Saturday, November 25, 2006

No news is sort of good news?

Nothing really new to post, other then shooting has hit a bit of a delay. This is for several reasons.

First reason, lack of a shooting location for the final three sequences - I had a gymnasium lined up as a location, but that has fallen through for some very annoying reasons I won't go into.

However, the silver lining to that is more time to prep everything. So really, just lost time I can live with if the payoff is a better and more prepared shoot. By more prepared I mean bringing in lights to pull off some special effects gags, getting a better feel for the scenes overall and all that stuff.

And of course the ever present financial reasons, which should no longer be a problem if all works out. I need to bring in some new lighting equipment as well as a massive white backdrop for a scene I'm calling "The White Room" - which really isn't a "white room" exactly, but it looks like that out of context.

Other then that, working on collecting music for a soundtrack. As lame as it kinda sounds, you wouldn't believe what is available out there for royalty free music. It might cost a bit of money, but it's beyond worth it.

And in the meantime I've also been busy going over all the FX - and there is going to be a lot. From cleaning up the burned out pixels for nearly half the movie, to just cleaning up excess objects in frame here and there (namely scripts in a few key shots) to colour correcting, extra dramatic lighting here and there and even removing entire parts of certain shots - it's going to be a huge amount of work...And I haven't even started on the actual special effects stuff yet.

An example of a script in the shot.
The average person might not notice it or even care.
But if I can fix it, I can't live with leaving it in.

To give you a rough idea. The Library Scene we shot last week. It's got roughly 27 shots, 26 of those need to be touched up BEFORE I even start to add in the computer generated set or Librarian character. And then there's an entire computer generated chase scene that has to be storyboarded and created.

So you might be asking "Is this even worth it?" The answer is yes, obviously.
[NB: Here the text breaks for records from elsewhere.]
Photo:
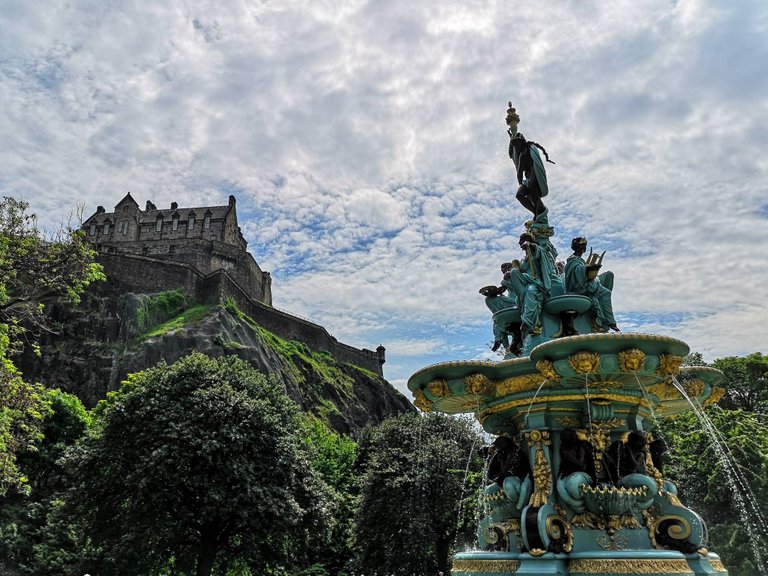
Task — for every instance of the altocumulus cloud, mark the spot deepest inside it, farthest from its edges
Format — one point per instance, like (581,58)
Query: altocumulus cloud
(365,143)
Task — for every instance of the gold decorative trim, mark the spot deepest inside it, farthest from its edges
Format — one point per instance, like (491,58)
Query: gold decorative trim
(421,402)
(669,364)
(665,391)
(694,388)
(485,566)
(585,362)
(547,369)
(628,399)
(717,565)
(439,388)
(542,471)
(516,384)
(476,383)
(626,566)
(631,360)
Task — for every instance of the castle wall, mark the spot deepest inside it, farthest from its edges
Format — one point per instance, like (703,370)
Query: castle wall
(143,273)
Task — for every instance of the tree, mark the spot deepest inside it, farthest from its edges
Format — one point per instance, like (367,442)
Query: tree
(417,471)
(191,466)
(35,272)
(35,536)
(333,456)
(723,475)
(746,382)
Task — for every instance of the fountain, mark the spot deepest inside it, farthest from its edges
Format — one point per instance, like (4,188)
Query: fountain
(578,484)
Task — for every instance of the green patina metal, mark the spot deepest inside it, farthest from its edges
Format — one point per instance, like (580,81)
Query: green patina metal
(574,399)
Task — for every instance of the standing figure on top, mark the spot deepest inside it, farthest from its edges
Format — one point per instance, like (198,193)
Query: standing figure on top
(582,278)
(531,175)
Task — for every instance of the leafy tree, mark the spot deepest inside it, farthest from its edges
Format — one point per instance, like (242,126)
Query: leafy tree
(724,480)
(191,466)
(35,272)
(413,485)
(35,536)
(333,456)
(746,382)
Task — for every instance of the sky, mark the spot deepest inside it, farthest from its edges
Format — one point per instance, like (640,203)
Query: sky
(365,142)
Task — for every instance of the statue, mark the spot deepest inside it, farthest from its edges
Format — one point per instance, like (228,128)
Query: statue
(625,457)
(582,278)
(496,301)
(532,281)
(505,458)
(658,448)
(531,175)
(576,455)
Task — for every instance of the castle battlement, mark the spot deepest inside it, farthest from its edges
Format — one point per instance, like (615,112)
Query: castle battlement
(202,250)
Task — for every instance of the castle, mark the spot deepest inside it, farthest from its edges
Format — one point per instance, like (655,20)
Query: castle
(203,251)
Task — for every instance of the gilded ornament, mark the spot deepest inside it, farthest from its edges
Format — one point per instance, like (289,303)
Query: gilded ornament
(547,370)
(542,471)
(439,388)
(585,362)
(717,565)
(669,364)
(568,421)
(612,541)
(665,391)
(626,566)
(476,384)
(461,565)
(631,360)
(516,384)
(694,388)
(421,402)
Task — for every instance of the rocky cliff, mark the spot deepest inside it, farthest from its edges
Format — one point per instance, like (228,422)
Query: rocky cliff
(111,335)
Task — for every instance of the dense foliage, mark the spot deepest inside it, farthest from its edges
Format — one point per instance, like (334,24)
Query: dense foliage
(417,475)
(35,272)
(191,466)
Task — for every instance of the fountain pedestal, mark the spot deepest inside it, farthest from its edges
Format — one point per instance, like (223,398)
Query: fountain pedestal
(574,407)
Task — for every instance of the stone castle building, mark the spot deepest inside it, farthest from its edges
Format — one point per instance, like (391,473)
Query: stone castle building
(203,251)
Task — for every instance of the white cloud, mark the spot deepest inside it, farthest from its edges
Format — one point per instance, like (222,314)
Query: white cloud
(366,146)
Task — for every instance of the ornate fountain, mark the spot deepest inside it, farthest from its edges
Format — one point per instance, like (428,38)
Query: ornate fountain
(578,484)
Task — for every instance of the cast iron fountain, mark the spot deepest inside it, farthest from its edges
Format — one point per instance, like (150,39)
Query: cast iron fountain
(578,483)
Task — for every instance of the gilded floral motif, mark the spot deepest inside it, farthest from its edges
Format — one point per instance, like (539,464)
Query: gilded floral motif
(439,388)
(585,362)
(631,360)
(669,364)
(517,384)
(421,402)
(542,472)
(547,369)
(476,384)
(694,388)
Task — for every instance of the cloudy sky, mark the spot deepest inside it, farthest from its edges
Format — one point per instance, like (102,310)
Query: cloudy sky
(366,145)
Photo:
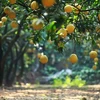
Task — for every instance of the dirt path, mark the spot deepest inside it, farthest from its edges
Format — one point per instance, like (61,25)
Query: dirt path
(48,93)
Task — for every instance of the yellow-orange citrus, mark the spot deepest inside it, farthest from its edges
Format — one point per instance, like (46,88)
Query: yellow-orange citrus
(12,1)
(4,19)
(1,23)
(37,24)
(62,32)
(7,9)
(34,5)
(70,28)
(48,3)
(93,54)
(43,59)
(73,58)
(68,8)
(12,15)
(96,59)
(14,24)
(94,67)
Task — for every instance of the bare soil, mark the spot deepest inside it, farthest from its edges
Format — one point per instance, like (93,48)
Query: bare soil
(46,92)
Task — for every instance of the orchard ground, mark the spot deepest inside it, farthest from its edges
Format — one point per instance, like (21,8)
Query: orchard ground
(47,92)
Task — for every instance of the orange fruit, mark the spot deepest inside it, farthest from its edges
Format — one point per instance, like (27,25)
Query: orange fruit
(62,32)
(12,15)
(68,8)
(4,19)
(73,58)
(1,23)
(48,3)
(7,9)
(14,24)
(99,17)
(93,54)
(12,1)
(94,67)
(70,28)
(37,24)
(34,5)
(43,59)
(96,59)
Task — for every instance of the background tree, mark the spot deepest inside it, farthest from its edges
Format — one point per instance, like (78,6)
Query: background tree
(60,21)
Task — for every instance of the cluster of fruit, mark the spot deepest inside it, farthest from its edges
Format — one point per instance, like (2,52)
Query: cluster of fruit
(94,56)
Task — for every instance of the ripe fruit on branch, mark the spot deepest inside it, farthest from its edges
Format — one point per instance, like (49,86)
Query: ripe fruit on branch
(12,15)
(1,23)
(68,8)
(37,24)
(70,28)
(93,54)
(62,32)
(94,67)
(96,59)
(34,5)
(7,9)
(4,19)
(39,55)
(14,24)
(73,58)
(48,3)
(43,59)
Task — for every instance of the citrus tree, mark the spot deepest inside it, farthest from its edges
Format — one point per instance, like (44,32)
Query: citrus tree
(39,21)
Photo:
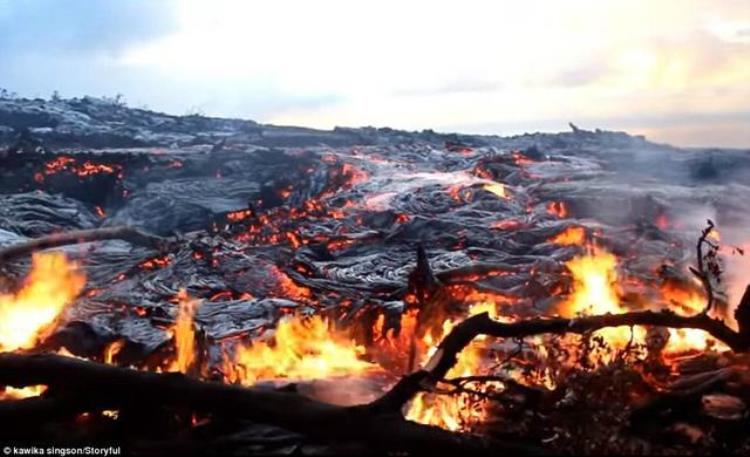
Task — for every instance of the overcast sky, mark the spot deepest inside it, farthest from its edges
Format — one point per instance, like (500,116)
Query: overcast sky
(675,70)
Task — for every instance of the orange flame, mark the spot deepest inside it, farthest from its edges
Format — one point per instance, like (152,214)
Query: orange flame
(687,302)
(497,189)
(184,332)
(29,314)
(300,349)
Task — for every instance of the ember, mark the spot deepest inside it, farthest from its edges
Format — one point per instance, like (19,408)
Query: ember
(488,288)
(28,314)
(300,349)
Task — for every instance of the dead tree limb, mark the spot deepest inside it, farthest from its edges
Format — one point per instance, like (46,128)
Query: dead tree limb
(702,272)
(102,387)
(462,334)
(128,234)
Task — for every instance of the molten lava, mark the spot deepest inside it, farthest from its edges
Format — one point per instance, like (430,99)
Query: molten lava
(595,292)
(571,236)
(300,349)
(28,315)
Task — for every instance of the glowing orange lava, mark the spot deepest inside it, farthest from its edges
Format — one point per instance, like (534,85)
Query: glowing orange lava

The Monkey Rodeo: MALICE is hardly the next Oscar worthy movie, even on an Indie or B-Movie scale, but what I want is something that is just fun to watch because there's just so much to look at. Not a fan of overdone eye-candy movies, but there's a small niche that this fits into and I think it should fit in it's own small way.

Anyway, I mention the FX side of things because I know so many of you just sit and wait week after week wondering what absolutely tedious work I'm up to this week. And just for you, I have an extra special treat...well, not really extra or even special really, just an example of the post work going on so far.

Some examples:

Here we have the original shot.

And the more or less final version.

All I really did was make a single mask that removed the far left edge of the frame - removing the mirror around the door and the wall. And for when Malice enters I had to mask out the entire hallway in behind her - because I wanted it to be just black - not looking like a hotel hallway. That part was done through a process called rotosplining, I may have mentioned it before, not sure. In any case this process is used to create a mask where normally you might use a green screen but either don't have the budget or time or whatever - so you end up creating shapes (splines) and matching them up with the video nearly frame by frame at some points - I guess that's the roto part...I don't really know, so don't ask me, I just made that up perhaps.

Without going too deeply into it, the process is partially automated. If you set the position of the splines at your first frame (usually 0) and then at say the 10th frame, you'll could get lucky and hopefully frames 1 through 9 will match up, since it moves the splines automatically from their positions at frames 0 to 10. And you would do this for an entire clip, at 30 frames a second it can get pretty tedious the longer the shot. I think you get the point.

And this is a much easier shot to clean up, just a single mask that removes the unwanted visuals at the right edge.
Before.
And After.
These are fairly straightforward and simple clean up jobs - but when you have close to 200 or more throughout the entire movie it becomes slightly overwhelming by times. So I'm just taking it pretty much one scene at a time for now.

If these changes look a little subtle, that's the point. If I can give any advice to any filmmakers at my level - don't think about doing this kind of thing unless you've already set it up in advance to make these kind of changes. In other words, don't film during the day and think you can make it look like night (watch some episodes of Magnum PI to see what I mean). So knowing I would be removing those sections of the shots, I set them up accordingly knowing full well with a little effort it could be cleaned up.

Also, if you're looking at these and thinking the edges past the door might be a little too dark - that's fine, this is just a first pass and I haven't really decided if I'm going with the doorway sort of floating in an inky black space look or if there'll be some sort of visible (although still dark) wall back there.

Sorry for the tech laden post for those of you who just like the pretty pictures - I feel for you, I really do. In closing, it probably will be some time before you see too much new stuff other then this sort of thing - so you've been warned, no complaining.